Op, you might as well stay with one that has an upside because all women are a pain in the ass, and many have no redeeming qualities to offset. She sounds alright to me.

Believe me, tattooing someone on your body is far different from tattooing a name.

If you leave her, she's kinda fucked.

But in all seriousness, I think you're asking the wrong people. Ask your heart, mind, and penis.

BPD is characterized by abandonment. All the ridiculous, illogical shit they do is in some bizarre attempt to make sure you don't leave. BPD is completely treatable, they just gotta do therapy consistently. They also feel emotions way more intensely and without the same kinda safeguards normal people have. Keep in mind that treatment takes around 4 years. You have to be willing to not call her on her shit, even when she's dead to rights wrong, but instead just listen. Read up on it, extensively, and decide for yourself. it's a rollercoaster, though.

no its good advice because she might literally kill you one day

OP here,

I feel closest to your mindset, but do you think I can lay my trust into her staying true to me for the long-term? I've heard BPD settles out in your later years and I don't want to get married to someone that'll later abandon ship--especially because she might have my children. I have no idea if she'd be with me without her BPD, not the best of partners...
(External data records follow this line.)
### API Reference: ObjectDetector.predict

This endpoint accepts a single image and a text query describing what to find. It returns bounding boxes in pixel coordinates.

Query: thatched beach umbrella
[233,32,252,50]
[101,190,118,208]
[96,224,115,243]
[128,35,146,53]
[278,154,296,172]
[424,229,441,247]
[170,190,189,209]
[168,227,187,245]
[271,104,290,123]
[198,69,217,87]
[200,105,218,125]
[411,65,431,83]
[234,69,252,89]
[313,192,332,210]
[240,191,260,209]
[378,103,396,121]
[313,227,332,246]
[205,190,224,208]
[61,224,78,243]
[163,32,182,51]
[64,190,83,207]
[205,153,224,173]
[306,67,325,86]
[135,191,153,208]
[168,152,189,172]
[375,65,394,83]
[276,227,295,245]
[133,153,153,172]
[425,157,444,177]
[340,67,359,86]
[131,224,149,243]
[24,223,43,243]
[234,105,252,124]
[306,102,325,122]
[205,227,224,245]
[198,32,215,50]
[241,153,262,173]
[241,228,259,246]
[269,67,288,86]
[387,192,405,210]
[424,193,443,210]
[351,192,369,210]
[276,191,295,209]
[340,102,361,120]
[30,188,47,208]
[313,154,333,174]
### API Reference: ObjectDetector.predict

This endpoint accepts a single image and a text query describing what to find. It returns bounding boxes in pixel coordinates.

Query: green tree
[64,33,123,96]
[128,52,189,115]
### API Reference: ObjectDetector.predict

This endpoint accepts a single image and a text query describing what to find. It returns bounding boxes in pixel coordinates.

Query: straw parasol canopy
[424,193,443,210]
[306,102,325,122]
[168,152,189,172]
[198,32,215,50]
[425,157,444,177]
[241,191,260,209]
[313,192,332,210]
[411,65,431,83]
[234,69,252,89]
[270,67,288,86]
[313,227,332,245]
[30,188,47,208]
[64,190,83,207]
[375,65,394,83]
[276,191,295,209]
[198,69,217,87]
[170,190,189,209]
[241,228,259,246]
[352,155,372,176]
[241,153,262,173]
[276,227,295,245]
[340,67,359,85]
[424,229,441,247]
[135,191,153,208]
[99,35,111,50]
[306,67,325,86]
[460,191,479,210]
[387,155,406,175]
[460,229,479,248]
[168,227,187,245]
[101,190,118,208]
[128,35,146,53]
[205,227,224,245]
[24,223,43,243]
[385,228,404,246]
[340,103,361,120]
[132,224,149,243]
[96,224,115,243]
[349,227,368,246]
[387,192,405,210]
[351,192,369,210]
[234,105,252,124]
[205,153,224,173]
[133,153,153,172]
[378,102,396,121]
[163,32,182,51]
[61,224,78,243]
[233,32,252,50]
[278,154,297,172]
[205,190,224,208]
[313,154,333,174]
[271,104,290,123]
Keep her, she depends on you

OP here,

Mind says hell no, I hate emotional people. Penis says hell fucking yes, she's willing to do anything (we have already had crazy as hell sex). Heart says I feel bad for her, she's had it rough...but I have no idea if we are met to be...what do I do with that?
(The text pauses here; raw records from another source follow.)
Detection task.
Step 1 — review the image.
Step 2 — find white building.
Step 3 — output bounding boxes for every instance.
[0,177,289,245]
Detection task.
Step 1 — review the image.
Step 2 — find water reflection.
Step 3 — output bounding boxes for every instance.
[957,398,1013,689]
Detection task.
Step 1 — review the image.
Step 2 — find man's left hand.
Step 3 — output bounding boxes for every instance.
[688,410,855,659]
I should mention that she's VERY left-wing and a feminist.

Sounds like my dream girl. If you also feel love for her , genuine love, you have nothing to fear. Talk it out with her, or deal with the minor inconvenience that she wants to know what you do ... always ..

OP here,

I think this is what I need to hear...the part about letting go definitely hits home. She can be an absolute autist when we disagree...logical fallacy galore, like she can't even think critically.
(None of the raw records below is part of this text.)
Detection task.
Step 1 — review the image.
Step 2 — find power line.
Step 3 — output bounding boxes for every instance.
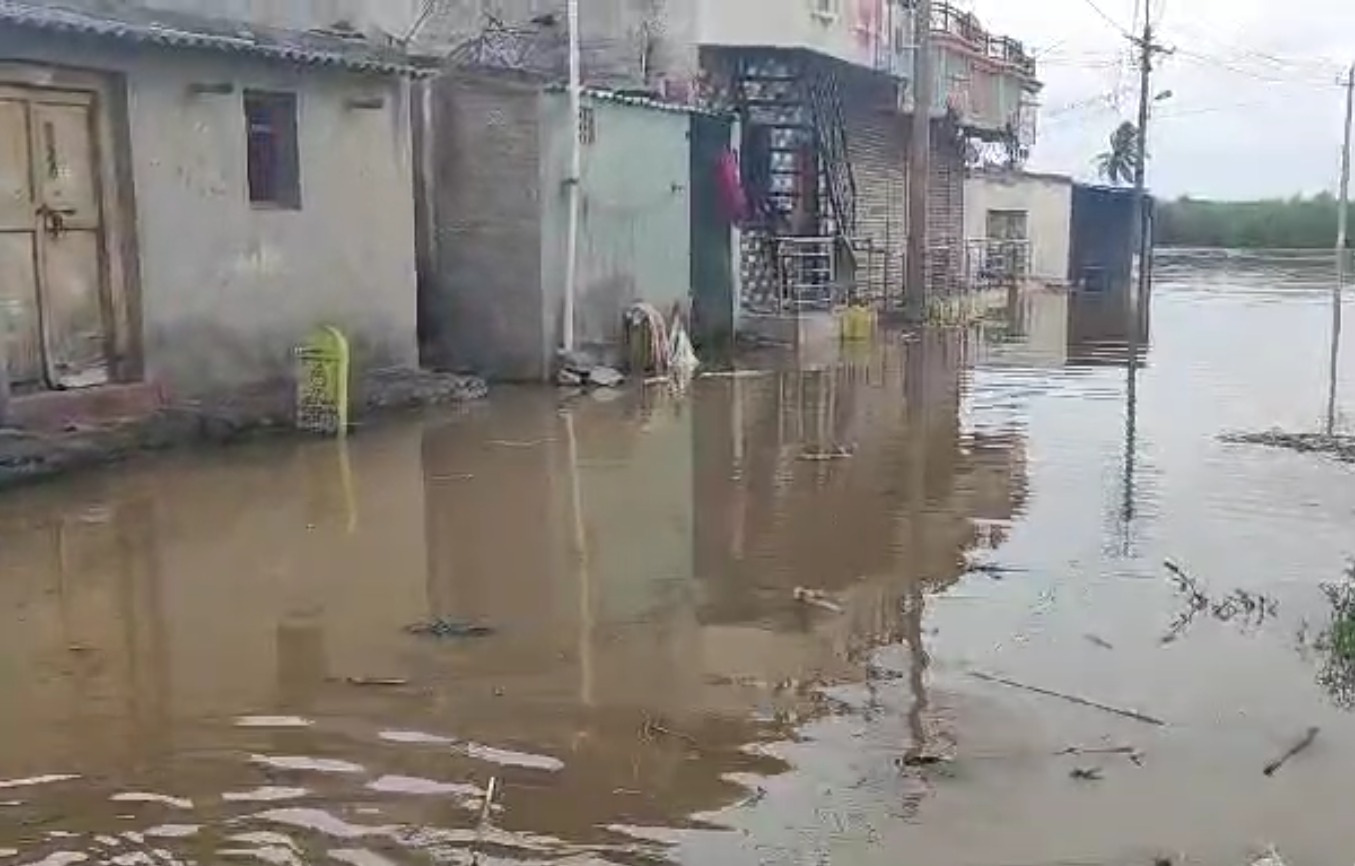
[1176,49,1336,87]
[1083,0,1137,38]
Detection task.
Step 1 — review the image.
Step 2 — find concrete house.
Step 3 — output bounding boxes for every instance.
[420,68,736,381]
[0,0,419,420]
[965,169,1073,286]
[416,0,1039,313]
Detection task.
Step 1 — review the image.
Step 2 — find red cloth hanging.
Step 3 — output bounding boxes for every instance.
[715,148,748,225]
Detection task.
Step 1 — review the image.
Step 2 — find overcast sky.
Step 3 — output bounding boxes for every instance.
[959,0,1355,198]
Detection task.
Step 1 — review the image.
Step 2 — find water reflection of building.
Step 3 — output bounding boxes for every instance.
[0,345,1023,843]
[695,333,1023,645]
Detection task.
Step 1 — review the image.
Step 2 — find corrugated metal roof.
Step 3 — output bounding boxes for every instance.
[546,81,732,118]
[0,0,421,75]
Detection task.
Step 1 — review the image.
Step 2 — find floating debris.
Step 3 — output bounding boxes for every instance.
[1163,560,1279,644]
[367,775,480,800]
[377,730,455,745]
[1054,745,1144,767]
[640,717,698,748]
[793,587,843,614]
[1251,846,1285,866]
[969,671,1167,728]
[463,743,565,772]
[142,824,202,839]
[0,772,80,790]
[898,749,954,767]
[221,785,310,802]
[249,755,366,774]
[405,617,497,638]
[344,676,409,688]
[799,447,856,463]
[236,716,316,728]
[108,791,192,809]
[1262,728,1320,775]
[1084,634,1115,649]
[1220,430,1355,463]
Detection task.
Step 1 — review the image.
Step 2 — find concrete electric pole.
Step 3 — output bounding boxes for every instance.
[1327,65,1355,436]
[904,0,935,323]
[561,0,583,352]
[1129,15,1165,336]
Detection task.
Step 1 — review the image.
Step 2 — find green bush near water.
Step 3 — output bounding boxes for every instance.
[1154,192,1355,249]
[1314,565,1355,710]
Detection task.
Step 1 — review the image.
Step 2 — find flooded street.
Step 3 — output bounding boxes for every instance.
[0,255,1355,866]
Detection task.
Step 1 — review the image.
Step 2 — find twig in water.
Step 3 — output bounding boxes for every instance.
[641,718,698,748]
[1263,728,1318,775]
[470,777,499,863]
[969,671,1167,728]
[1054,745,1138,756]
[488,439,554,449]
[348,676,409,688]
[799,447,855,463]
[794,587,843,614]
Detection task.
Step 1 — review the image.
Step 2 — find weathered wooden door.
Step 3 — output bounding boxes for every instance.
[0,88,108,389]
[690,115,734,352]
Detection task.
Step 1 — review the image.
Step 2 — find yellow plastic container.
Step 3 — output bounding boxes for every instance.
[837,306,878,343]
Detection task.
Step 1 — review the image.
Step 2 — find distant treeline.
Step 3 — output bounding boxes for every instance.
[1154,192,1355,249]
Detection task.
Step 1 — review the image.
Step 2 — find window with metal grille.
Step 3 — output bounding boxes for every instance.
[245,91,301,210]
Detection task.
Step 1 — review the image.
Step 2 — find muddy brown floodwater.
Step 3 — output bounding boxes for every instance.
[0,246,1355,866]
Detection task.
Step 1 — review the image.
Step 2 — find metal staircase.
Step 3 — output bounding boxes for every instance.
[733,53,856,313]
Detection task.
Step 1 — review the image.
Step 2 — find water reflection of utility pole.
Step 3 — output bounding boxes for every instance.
[902,333,930,755]
[564,412,593,706]
[1119,341,1138,556]
[1327,66,1355,436]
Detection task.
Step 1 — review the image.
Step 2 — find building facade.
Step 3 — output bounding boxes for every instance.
[420,70,734,381]
[0,0,417,409]
[412,0,1039,312]
[965,169,1073,286]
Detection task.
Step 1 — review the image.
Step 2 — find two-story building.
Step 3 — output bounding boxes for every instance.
[412,0,1039,310]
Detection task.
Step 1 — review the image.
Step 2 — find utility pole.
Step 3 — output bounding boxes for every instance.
[1327,65,1355,436]
[561,0,583,352]
[1129,15,1164,341]
[904,0,935,323]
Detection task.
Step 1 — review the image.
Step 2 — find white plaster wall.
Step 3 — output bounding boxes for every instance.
[0,34,419,393]
[965,173,1073,283]
[127,54,417,389]
[112,0,421,37]
[694,0,912,75]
Maybe it can be a learning experience that helps build up my tolerance to ignorant people.

just remember OP. people with bpd are MUCH more likely to cheat. and it's not because she even wants to, but like, they have literally zero impulse control.

OP here,

Can't tell if it's genuine...how do I know? I know I love her, but sometimes I feel like it may just be my penis or my guilt. I want to say that I love her and want to be with her for real, but we disagree on a lot; is it true love if I love her for how much she loves me?

yea my gf has BPD, and we get into the STUPIDEST fights. but once i stopped trying to justify or explain to her why what she's thinking is fucking lunacy, and just asked her why she feels that way, and let her do the talking, the fights went from multiple hourlong ordeals, to being over in 10-20 minutes, and with much less animosity afterward. it's a test of patience. but just let go of dumb shit. one of you has to first, and it's not gonna be her.

I can confirm this as someone with Bpd. We never think. We just do & don't think about the effects.

My ex had BPD. Never again.

BPD are incapable of empathy, let alone love. Just fucking wait until you snap out of this daze and even try to get away from her. Good luck.

I'm male though

That's a classic BPD trick. The tattoos are the same (my BPD ex did both also), to manipulate you, someone who feels empathy, into staying with her. You're lying to yourself and downplaying the negatives because of your emotions. Get away from her ASAP, trust me.

this is dumb. they feel emotions much more intensely. they love more intensely. they feel lust more intensely. they feel jealousy, anger, sadness, everything, with more intensity. the whole goal of DBT is to teach coping mechanisms for invasive thoughts. They do do weird shit to keep you with them, but it's because of their intense fear of abandonment. just cuz you got hurt by a girl with it does it make you an expert.

what you're confusing it for is ASPD.